Vizina successfully defended her doctoral dissertation, entitled Indigenous Knowledges and Sustainability in Post-Secondary Education. She is the first self-identified Indigenous student to earn her PhD from SENS since the school first enrolled students in 2008, and will officially graduate at U of S Fall Convocation on Saturday, Oct. 27, 2018.
Her accomplishment is especially important to SENS because the school actively works to include Indigenous perspectives when tackling the complex environmental problems that face our planet. The school values and fosters its relationships with numerous Indigenous partner organizations and communities.
When Vizina, who is Métis, was first told that she had achieved this milestone for the school she said, “Wow, I’m so happy about that!”
“It’s kind of bitter sweet,” she said. “While I’m proud of the accomplishment, it’s also too bad that we are not seeing more Indigenous students choose careers in the environmental sciences.”
“Given the current state of the environment, with accelerating climate change and pollutants choking the life out of the planet, we really need to let Indigenous students develop professional training that is consistent with their cultural worldviews about caring for the Earth,” she added. “Caring for Mother Earth. Caring for Sila. Caring for the sacred feminine.”
When asked what advice she would offer to other Indigenous students who want to get a university degree, she said, “You have to believe that you can succeed.”
“Just picture yourself in the occupation that you are considering and believe that you will get there one day. I would encourage anyone who wanted to pursue post-secondary education.”
Born and raised in Saskatchewan, Vizina earned her bachelor’s and master’s degrees at the U of S before completing her PhD at SENS.
“SENS was the perfect fit for me because I have always been very interested in the nexus of science and traditional Indigenous knowledges,” she said.
During her time at SENS, she appreciated that the school’s teaching methods showed respect and appreciation for Indigenous ways of knowing.
“As a Métis student, I was certainly supported by SENS and there was never a moment where I felt that I could not express my own way of thinking or knowing,” she said. “I think, importantly, that SENS gave me the freedom to do the research that was important to me and find ways to nourish my learning spirit through the process.”
SENS professors and the school’s Indigenous Mentor Anthony Blair Dreaver Johnston, who is a member of Mistawasis Nehiyawak, work to incorporate Indigenous knowledge of the land into the curriculum for all SENS students.
Vizina’s doctoral research focused on Indigenous world views that contain foundational principles of living for ensuring sustainability for future generations.
“The ancestral languages and teachings of Indigenous peoples contain so much important wisdom about how we are to live and behave in order to ensure the long-term survival of the planet,” she said.
Her research was supervised by Marcia McKenzie, who is a professor with the College of Education and an associate member of SENS. Vizina’s research was part of McKenzie’s Sustainability and Education Policy Network project that was funded through the Social Sciences and Humanities Research Council of Canada.
Vizina landed a job nine months before she had even finished her PhD, accepting a position as an assistant professor in Indigenous Education with the University of Winnipeg.

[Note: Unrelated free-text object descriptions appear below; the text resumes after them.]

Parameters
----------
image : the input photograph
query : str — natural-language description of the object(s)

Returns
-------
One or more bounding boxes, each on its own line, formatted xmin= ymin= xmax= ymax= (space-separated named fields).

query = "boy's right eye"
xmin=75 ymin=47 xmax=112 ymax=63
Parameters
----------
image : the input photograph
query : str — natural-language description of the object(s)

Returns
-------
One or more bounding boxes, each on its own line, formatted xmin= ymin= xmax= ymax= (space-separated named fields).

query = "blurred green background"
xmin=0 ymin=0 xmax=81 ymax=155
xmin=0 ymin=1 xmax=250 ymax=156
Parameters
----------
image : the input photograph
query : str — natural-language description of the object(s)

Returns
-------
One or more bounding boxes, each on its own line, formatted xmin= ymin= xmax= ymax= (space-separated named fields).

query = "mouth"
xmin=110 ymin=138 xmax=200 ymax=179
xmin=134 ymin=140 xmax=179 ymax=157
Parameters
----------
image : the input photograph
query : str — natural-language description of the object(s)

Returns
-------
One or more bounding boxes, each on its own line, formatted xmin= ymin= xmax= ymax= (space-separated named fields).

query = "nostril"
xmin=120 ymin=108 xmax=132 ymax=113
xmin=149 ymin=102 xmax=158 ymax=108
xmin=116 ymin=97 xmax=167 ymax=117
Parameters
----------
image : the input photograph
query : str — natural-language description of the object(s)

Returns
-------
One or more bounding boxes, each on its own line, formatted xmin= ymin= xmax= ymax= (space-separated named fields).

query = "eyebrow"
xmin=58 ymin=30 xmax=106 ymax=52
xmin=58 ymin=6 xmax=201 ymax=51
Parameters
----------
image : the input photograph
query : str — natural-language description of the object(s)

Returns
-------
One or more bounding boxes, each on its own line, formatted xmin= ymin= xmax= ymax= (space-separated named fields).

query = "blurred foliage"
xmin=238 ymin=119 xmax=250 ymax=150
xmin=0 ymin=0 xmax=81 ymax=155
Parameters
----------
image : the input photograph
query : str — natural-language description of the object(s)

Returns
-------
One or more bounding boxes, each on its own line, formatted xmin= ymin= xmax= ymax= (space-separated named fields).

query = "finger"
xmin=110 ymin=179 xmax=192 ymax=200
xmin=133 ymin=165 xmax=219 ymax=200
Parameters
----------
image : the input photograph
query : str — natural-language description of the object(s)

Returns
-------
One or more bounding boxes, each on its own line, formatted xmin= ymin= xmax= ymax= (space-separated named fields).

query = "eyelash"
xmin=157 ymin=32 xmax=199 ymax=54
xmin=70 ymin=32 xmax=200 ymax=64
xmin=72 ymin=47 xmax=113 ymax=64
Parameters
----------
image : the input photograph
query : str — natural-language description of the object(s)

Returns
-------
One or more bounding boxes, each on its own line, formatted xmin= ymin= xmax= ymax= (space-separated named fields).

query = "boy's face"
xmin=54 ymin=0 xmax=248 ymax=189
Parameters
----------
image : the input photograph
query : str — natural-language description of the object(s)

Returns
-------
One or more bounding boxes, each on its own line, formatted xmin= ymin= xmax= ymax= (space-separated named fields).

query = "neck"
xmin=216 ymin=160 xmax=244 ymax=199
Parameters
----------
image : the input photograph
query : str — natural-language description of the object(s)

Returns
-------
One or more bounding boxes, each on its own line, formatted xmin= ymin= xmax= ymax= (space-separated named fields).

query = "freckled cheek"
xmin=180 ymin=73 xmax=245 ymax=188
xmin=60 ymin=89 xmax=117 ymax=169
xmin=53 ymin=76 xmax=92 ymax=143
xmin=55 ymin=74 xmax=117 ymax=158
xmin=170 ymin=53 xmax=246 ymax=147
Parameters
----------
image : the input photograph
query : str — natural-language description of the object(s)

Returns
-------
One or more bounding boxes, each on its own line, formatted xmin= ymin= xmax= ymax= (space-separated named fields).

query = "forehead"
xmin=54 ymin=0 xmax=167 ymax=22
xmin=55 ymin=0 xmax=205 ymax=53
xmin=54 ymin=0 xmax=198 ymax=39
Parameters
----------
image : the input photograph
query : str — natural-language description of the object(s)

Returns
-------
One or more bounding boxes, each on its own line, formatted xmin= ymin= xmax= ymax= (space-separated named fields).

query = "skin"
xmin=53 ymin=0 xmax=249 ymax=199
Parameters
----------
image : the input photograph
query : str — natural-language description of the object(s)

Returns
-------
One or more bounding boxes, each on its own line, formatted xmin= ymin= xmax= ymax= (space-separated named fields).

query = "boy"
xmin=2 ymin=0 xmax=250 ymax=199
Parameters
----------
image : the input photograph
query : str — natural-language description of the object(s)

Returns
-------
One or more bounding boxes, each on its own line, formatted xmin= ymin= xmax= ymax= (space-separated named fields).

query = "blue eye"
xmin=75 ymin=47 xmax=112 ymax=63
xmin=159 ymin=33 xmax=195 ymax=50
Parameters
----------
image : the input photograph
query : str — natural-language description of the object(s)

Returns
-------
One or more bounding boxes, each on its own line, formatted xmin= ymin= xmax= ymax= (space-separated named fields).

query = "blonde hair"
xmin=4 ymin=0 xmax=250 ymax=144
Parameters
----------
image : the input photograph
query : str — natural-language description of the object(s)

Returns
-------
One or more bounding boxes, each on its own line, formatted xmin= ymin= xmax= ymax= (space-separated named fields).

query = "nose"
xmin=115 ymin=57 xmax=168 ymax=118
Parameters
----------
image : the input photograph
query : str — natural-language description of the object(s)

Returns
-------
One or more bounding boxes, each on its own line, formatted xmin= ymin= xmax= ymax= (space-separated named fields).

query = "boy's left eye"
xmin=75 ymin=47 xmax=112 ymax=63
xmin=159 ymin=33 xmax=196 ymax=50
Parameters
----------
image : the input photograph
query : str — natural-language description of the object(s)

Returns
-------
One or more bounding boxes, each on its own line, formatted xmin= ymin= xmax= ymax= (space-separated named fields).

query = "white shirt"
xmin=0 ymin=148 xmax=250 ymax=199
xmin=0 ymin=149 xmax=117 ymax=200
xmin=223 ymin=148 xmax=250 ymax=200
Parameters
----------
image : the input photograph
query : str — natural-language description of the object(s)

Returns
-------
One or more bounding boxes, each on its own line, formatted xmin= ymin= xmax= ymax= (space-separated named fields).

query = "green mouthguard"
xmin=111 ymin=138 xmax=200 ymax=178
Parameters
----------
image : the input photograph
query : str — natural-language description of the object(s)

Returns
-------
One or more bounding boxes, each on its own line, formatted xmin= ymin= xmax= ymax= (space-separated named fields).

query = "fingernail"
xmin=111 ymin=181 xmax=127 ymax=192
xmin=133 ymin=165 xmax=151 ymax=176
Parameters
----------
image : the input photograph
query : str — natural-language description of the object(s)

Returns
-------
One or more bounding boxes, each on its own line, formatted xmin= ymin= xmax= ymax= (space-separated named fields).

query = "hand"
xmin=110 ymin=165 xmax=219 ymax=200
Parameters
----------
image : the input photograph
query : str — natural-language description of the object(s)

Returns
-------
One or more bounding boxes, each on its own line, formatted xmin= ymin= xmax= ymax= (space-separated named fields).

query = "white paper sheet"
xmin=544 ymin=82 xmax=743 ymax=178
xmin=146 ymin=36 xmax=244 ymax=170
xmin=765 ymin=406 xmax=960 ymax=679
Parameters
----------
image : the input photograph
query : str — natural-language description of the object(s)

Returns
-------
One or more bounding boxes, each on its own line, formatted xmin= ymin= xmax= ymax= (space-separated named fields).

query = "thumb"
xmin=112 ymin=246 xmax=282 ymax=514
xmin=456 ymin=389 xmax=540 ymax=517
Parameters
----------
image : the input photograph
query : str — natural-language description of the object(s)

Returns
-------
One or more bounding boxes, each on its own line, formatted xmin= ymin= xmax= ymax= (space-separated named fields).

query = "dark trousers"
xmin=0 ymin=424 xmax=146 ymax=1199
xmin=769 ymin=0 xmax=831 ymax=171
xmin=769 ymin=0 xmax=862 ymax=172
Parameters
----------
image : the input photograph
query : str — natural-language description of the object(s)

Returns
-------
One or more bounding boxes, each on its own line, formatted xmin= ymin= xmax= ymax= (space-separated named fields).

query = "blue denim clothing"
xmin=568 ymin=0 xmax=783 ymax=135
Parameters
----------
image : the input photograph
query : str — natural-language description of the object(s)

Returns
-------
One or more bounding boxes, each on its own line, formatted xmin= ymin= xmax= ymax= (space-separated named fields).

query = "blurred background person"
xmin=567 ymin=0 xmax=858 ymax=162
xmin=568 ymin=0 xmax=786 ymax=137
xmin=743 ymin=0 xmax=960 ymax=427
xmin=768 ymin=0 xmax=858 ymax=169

She currently trains pre-service teachers in Indigenous Education and will soon add Sustainability Education to her slate of courses. In the future, she hopes to initiate a network of Indigenous people in post-secondary institutions across Canada to work together on sustainability issues in their regions.
“I think connecting classroom teachers with communities and post-secondary institutions provides a great opportunity to support each other and build capacity no matter where we are in Canada,” she said.